Over the following week, the cranial nerve palsies resolved, the antibiotic therapy was discontinued, and the patient was discharged home. However, she continued to experience low-grade fatigue, anorexia and neck pain. Repeat MRI ordered as part of her 4-week follow-up and a subsequent magnetic resonance venogram (Fig. 2) demonstrated extensive thrombosis of the left transverse and sigmoid sinuses extending into the internal jugular vein and leading to a complete loss of venous blood flow. Lemierre syndrome was diagnosed on the basis of pharyngitis, confirmed F. necrophorum infection, mastoiditis and thrombophlebitis of the internal jugular vein. The patient underwent left mastoidectomy, during which only minimal residual inflammation was found. A 4-week course of intravenous piperacillin– tazomycin was initiated along with a 3-month course of subcutaneous low-molecular-weight heparin. The results of initial screening tests for systemic hyper- coagulability disorders were negative. Six weeks after the initial presentation, the patient was well, the results of a neurologic examination were normal, and follow-up MRI demonstrated no further clot extension.

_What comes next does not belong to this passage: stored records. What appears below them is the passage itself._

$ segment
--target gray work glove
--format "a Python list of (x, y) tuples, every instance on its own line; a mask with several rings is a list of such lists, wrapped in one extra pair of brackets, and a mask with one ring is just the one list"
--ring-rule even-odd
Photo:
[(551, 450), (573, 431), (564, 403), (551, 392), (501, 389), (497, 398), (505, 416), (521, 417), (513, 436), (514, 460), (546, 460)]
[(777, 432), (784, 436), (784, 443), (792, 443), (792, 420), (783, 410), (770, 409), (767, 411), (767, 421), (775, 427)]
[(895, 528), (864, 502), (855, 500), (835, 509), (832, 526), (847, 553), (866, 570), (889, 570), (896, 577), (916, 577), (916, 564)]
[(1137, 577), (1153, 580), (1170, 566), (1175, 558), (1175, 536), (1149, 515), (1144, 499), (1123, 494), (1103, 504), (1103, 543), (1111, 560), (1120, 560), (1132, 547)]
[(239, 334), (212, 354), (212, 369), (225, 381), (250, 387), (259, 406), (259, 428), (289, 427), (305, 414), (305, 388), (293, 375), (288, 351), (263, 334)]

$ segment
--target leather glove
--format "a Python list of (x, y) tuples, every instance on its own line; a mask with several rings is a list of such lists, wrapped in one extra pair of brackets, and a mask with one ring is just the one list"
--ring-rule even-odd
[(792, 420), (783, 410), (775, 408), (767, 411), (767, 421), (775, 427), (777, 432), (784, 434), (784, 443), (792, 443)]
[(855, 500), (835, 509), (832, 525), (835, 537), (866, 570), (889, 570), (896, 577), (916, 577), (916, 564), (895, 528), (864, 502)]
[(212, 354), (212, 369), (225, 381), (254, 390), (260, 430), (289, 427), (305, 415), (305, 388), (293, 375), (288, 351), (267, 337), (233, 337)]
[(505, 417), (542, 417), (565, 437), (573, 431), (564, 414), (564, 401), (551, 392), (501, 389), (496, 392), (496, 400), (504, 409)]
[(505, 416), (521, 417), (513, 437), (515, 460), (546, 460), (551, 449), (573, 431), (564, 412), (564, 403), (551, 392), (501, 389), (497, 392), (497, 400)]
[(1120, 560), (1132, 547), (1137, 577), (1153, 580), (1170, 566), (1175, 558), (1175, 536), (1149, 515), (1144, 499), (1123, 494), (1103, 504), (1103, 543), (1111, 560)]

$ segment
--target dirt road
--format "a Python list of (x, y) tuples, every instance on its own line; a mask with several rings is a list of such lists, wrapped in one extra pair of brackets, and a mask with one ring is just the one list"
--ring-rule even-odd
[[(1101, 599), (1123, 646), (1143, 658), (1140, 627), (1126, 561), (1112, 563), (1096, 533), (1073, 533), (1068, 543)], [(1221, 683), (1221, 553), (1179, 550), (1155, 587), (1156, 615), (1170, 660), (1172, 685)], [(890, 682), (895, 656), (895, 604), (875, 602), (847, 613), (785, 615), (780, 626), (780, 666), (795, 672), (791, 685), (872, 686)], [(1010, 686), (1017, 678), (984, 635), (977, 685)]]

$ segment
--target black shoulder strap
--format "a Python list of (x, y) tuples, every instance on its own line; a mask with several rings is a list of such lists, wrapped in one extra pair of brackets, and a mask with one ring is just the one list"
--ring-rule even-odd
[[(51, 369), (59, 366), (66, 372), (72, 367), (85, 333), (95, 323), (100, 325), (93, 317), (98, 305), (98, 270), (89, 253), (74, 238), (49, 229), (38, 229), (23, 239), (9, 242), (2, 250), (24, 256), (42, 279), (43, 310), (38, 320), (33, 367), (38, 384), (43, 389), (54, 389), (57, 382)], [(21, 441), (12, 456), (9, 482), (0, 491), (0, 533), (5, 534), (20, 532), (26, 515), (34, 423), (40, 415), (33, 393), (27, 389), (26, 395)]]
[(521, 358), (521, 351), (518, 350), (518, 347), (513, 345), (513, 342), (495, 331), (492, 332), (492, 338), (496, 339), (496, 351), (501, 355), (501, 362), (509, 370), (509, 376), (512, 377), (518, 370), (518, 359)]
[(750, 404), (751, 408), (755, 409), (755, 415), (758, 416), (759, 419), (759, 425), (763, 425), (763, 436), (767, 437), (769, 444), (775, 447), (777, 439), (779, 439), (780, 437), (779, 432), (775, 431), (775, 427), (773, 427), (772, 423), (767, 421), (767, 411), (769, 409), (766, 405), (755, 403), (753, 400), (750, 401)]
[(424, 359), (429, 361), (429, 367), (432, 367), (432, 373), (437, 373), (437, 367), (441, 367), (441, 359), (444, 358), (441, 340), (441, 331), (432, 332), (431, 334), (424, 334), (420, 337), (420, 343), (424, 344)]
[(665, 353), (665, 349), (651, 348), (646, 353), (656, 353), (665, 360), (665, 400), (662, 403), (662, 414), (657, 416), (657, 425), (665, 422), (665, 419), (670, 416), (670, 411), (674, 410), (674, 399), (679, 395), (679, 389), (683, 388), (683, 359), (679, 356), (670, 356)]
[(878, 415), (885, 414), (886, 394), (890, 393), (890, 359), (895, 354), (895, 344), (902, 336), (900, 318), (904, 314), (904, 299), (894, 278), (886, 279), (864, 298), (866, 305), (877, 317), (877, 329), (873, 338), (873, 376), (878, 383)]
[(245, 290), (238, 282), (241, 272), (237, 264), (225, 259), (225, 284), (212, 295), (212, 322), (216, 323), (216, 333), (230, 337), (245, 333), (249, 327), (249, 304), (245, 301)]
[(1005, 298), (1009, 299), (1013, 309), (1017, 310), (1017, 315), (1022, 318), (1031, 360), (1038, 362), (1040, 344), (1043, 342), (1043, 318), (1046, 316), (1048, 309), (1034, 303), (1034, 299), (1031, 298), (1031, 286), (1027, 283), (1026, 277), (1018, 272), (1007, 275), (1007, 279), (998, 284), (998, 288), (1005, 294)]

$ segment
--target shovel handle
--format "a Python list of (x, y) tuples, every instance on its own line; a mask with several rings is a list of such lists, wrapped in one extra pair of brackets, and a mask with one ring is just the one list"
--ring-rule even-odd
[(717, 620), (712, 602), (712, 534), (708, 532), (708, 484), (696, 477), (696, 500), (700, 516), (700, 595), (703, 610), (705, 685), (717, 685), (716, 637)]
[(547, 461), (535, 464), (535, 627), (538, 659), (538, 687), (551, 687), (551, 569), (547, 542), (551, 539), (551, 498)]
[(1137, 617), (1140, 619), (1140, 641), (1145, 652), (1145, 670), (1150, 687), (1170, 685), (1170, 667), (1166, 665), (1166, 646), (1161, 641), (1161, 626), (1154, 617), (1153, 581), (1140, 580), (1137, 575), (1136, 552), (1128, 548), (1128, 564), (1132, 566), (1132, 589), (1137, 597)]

Lemierre syndrome, or necrobacillosis, is a severe systemic infection with F. necrophorum. The first of the 3 classical stages is primary infection, usually of the throat or ear. Next, the tissue surrounding the lateral pharyngeal space is invaded, and thrombophlebitis of the internal jugular vein develops. Finally, there is metastatic spread of the bacteria, often associated with systemic coagulopathy.1 Lemierre originally described “pulmonary infarcts and arthritic manifestations,” which in the pre-antibiotic era resulted in a 90% mortality rate.2 F. necrophorum is ubiquitous in the normal oral flora, but these anaerobic gram-negative rods are sufficiently virulent to cause infection in immunocompetent hosts, and, worse, they produce an endotoxin that appears to promote coagulation.3 Although a recent literature review revealed 116 case reports of F. necrophorum infections, occurrence is likely underreported.1
In the patient described here, the “cold sore” may have provided the portal of entry, followed by the first stage of local infection, as evidenced by pharyngitis and fever. Swelling of the neck indicated the second stage, invasion of local tissue. The meningitis and venous thrombosis of the sigmoid sinus were most likely a result of migration of bacteria and bacterial endotoxin from the area of active infection into adjacent structures, as would be expected at the beginning of the third stage of the syndrome.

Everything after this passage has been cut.